Narcos 5 Skierniewice – boss gangu ukrył ponad miliard złotych w polskim banku! Niesamowitą historię niczym z filmu akcji, gdzie głównym wątkiem jest handel narkotykami, opisuje portal tvp.info. Co jednak najciekawsze, wszystko swoje głębokie korzenie ma zaszczepione w Polsce, mimo tego, że główni bohaterowie nie mają z naszym krajem zbyt wiele wspólnego. Według strony informacyjnej TVP, boss ganku narkotykowego, który w końcu wpadł w ręce policji, miał ukrywać w Banku Spółdzielczym w Skierniewicach aż 1,4 mld złotych. To Izraelczyk z panamskim paszportem.
Narcos 5 Skierniewice. Boss gangu w polskim banku ukrył ponad miliard złotych!
Ta historia wydarzyła się naprawę i związana jest między innymi z Polską! Bardzo ciekawe wiadomości na łamach swojego portalu opublikowało TVP Info. Jak się okazuje, policja aresztowała bossa gangu narkotykowego, który ogromną fortunę ukrył w… Banku Spółdzielczym w Skierniewicach.
Mowa o Izraelczyku z panamskim paszportem. Do zatrzymania miało dojść w Holandii – a konkretniej w Amsterdamie. Tam też miała znajdować się jego baza, skąd dowodził brudnymi interesami. W polskim banku, mężczyzna miał umieścić aż 1,4 mld złotych. Jak się jednak okazuje, obracał on nielegalnym towarem o wartości przynajmniej 3,4 mld złotych.
Co jednak ciekawe, pierwsze przesłanki o niespotykanej fortunie umieszczonej w skierniewickim baku pojawiały się już w 2018 roku – właśnie za sprawą TVP. Teraz sprawa jest już właściwie wyjaśniona.

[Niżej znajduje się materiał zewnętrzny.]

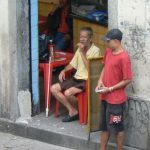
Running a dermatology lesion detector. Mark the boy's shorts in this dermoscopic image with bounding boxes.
[100,100,125,133]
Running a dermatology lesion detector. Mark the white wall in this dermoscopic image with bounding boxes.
[109,0,150,100]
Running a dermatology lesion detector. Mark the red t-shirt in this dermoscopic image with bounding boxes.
[101,49,132,104]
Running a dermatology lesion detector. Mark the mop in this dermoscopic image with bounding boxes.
[46,57,51,117]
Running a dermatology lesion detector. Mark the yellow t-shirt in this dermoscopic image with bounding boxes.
[70,44,100,80]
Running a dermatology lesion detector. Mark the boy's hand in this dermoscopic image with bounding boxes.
[59,70,65,82]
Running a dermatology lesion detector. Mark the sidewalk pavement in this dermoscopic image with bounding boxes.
[0,132,73,150]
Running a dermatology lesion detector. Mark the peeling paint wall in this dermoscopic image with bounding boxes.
[109,0,150,150]
[0,0,31,120]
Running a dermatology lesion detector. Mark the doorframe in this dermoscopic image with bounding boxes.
[29,0,40,115]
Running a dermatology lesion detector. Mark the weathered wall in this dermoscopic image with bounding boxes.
[0,0,31,120]
[109,0,150,150]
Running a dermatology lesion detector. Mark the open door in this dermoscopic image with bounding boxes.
[88,57,103,138]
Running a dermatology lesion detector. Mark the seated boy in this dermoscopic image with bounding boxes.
[51,27,100,122]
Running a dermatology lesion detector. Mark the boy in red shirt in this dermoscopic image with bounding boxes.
[96,29,132,150]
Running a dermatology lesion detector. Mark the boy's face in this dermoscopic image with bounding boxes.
[59,0,68,7]
[106,39,121,50]
[80,31,92,47]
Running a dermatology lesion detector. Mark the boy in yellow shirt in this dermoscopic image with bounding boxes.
[51,27,100,122]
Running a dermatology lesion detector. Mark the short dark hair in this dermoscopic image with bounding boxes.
[80,27,93,38]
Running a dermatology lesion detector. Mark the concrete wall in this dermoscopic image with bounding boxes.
[109,0,150,150]
[0,0,31,120]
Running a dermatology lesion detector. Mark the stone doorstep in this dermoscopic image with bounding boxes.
[0,119,139,150]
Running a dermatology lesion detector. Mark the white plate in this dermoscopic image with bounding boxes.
[95,89,104,93]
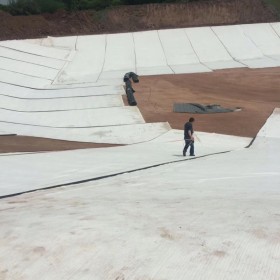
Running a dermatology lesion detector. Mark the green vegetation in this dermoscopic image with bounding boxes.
[0,0,197,15]
[265,0,280,18]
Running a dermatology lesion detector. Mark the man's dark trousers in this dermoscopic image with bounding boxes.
[183,139,194,156]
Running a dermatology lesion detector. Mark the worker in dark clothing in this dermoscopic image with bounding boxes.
[183,118,194,157]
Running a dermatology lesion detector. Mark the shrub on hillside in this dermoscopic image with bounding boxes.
[6,0,65,15]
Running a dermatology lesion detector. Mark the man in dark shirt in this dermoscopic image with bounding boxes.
[183,118,194,157]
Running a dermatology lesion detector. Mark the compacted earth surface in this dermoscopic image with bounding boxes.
[0,68,280,153]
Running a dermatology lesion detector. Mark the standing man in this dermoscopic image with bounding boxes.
[183,118,194,157]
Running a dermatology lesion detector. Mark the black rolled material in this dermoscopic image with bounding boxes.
[123,72,139,106]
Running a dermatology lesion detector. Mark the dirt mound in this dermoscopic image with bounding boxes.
[0,0,278,40]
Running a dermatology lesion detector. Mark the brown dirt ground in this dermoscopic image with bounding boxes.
[0,0,279,40]
[0,68,280,153]
[133,68,280,137]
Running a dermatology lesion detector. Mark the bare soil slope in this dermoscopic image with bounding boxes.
[0,0,278,40]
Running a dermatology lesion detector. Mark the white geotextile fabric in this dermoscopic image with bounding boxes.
[0,94,124,111]
[0,68,51,88]
[0,23,280,88]
[0,82,124,99]
[0,47,65,69]
[258,108,280,138]
[0,121,170,145]
[56,35,106,83]
[0,135,280,280]
[270,22,280,37]
[0,106,144,129]
[0,40,72,60]
[0,57,59,81]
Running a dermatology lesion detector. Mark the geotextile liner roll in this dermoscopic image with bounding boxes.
[173,103,239,114]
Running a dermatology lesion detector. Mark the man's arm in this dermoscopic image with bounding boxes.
[188,130,194,141]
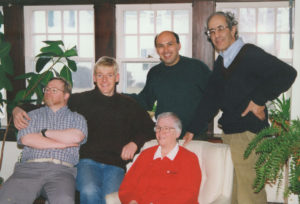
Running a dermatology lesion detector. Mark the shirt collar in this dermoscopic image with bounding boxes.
[220,38,245,68]
[153,143,179,161]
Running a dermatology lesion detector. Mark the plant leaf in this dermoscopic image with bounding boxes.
[41,44,64,56]
[0,72,13,91]
[0,55,14,75]
[66,58,77,72]
[35,56,52,73]
[60,66,73,85]
[64,46,78,57]
[0,42,11,56]
[15,72,35,79]
[43,40,64,46]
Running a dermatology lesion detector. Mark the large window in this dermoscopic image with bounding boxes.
[25,5,95,92]
[214,2,293,133]
[116,4,192,93]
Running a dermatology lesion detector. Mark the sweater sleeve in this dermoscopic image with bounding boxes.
[248,47,297,106]
[118,148,150,204]
[130,69,157,111]
[187,60,223,134]
[130,102,155,149]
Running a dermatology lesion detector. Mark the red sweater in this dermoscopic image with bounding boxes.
[119,146,201,204]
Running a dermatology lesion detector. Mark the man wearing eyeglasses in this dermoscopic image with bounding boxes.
[13,56,155,204]
[0,78,87,204]
[131,31,211,139]
[185,12,297,204]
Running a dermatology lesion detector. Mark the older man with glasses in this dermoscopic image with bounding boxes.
[186,12,297,204]
[0,78,87,204]
[119,112,201,204]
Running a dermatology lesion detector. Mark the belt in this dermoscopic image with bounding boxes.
[26,158,74,167]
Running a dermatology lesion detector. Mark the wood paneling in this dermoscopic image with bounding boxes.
[95,3,116,61]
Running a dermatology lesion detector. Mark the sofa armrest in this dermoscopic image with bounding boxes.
[210,195,231,204]
[105,192,121,204]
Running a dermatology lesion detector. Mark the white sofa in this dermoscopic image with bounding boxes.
[106,140,233,204]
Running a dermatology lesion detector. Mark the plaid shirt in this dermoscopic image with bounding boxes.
[17,106,87,165]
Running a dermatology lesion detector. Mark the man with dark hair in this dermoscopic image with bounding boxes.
[14,56,155,204]
[185,12,297,204]
[0,78,87,204]
[131,31,211,138]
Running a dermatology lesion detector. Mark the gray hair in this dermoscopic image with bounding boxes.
[94,56,119,75]
[156,112,182,134]
[205,11,239,39]
[47,77,72,94]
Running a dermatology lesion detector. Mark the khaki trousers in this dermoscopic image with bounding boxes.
[222,131,267,204]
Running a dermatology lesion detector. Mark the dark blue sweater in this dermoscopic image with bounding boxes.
[188,44,297,134]
[130,56,211,135]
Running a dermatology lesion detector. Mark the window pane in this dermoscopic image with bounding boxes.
[79,35,94,57]
[140,36,155,58]
[33,11,46,33]
[277,8,289,32]
[72,62,93,89]
[124,11,137,34]
[123,63,157,93]
[222,8,238,17]
[140,11,154,33]
[79,11,94,33]
[240,33,256,44]
[125,36,138,58]
[238,8,256,32]
[33,35,46,56]
[276,34,292,59]
[258,8,275,32]
[156,10,172,33]
[64,11,77,33]
[48,11,61,33]
[174,10,189,33]
[257,34,275,55]
[64,35,78,49]
[48,35,62,40]
[179,35,188,56]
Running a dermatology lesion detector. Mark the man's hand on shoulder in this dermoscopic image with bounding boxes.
[121,142,137,161]
[12,106,30,130]
[182,132,194,146]
[241,101,266,120]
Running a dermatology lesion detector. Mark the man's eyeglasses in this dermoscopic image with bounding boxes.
[43,87,64,94]
[205,25,229,37]
[154,126,175,133]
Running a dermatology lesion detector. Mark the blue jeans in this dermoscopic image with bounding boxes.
[76,159,125,204]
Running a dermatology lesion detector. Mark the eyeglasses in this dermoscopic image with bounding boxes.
[43,87,64,94]
[154,126,175,133]
[205,25,229,37]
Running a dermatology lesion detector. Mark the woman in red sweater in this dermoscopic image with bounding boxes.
[119,112,201,204]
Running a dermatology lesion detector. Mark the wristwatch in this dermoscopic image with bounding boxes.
[41,128,47,137]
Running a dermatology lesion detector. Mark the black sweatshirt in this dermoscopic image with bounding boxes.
[68,87,155,168]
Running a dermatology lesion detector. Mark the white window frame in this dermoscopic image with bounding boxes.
[116,3,193,92]
[216,1,293,64]
[24,5,95,93]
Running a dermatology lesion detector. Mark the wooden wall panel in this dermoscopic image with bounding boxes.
[95,3,116,61]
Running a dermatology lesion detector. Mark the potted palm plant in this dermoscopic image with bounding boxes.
[244,95,300,201]
[0,12,77,180]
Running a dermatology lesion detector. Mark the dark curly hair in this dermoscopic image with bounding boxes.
[205,11,239,41]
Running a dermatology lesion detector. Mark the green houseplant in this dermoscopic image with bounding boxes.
[0,25,77,178]
[244,95,300,201]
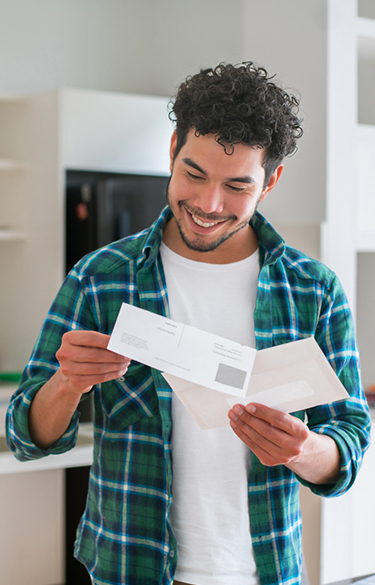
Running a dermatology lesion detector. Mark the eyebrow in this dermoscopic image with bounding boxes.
[182,158,256,185]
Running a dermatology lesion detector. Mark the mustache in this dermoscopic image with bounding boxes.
[178,201,237,222]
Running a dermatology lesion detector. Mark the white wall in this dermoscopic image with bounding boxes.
[0,0,242,96]
[243,0,327,224]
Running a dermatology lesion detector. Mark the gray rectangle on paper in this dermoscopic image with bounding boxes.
[215,364,246,390]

We wszystko zamieszane kolumbijskie kartele. Historia jak z filmu
Jak dalej podaje TVP Info, w całym procederze udział brały kolumbijskie kartele. Za pomocą przekrętów, uzyskane poprzez handel narkotykami pieniądze „prano” na polskim rynku. Mowa głównie o transakcjach związanych z kokainą. Na tvp.info można przeczytać:
Pieniądze były legalizowane za pomocą transakcji bankowych przez setki kont założonych w kilkudziesięciu krajach.
Na sam koniec, resort sprawiedliwości wspólnie z prokuraturą ogłosił, że zabezpieczono rekordową sumę pieniędzy pochodzących z nielegalnych kanałów. TVP pisze:
Podlegają one obligatoryjnemu przepadkowi na rzecz Skarbu Państwa.
Teraz okazuje się, że sprawę do końca poprowadzi Dolnośląski Wydział Zamiejscowy Departamentu do Spraw Przestępczości Zorganizowanej i Korupcji Prokuratury Krajowej we Wrocławiu, wraz ze wsparciem CBŚP. Przy okazji podaje się jednak, że w całej akcji polskiej stronie wydatnie pomógł Interpol, Europol oraz amerykańska agencja narkotykowa (DEA).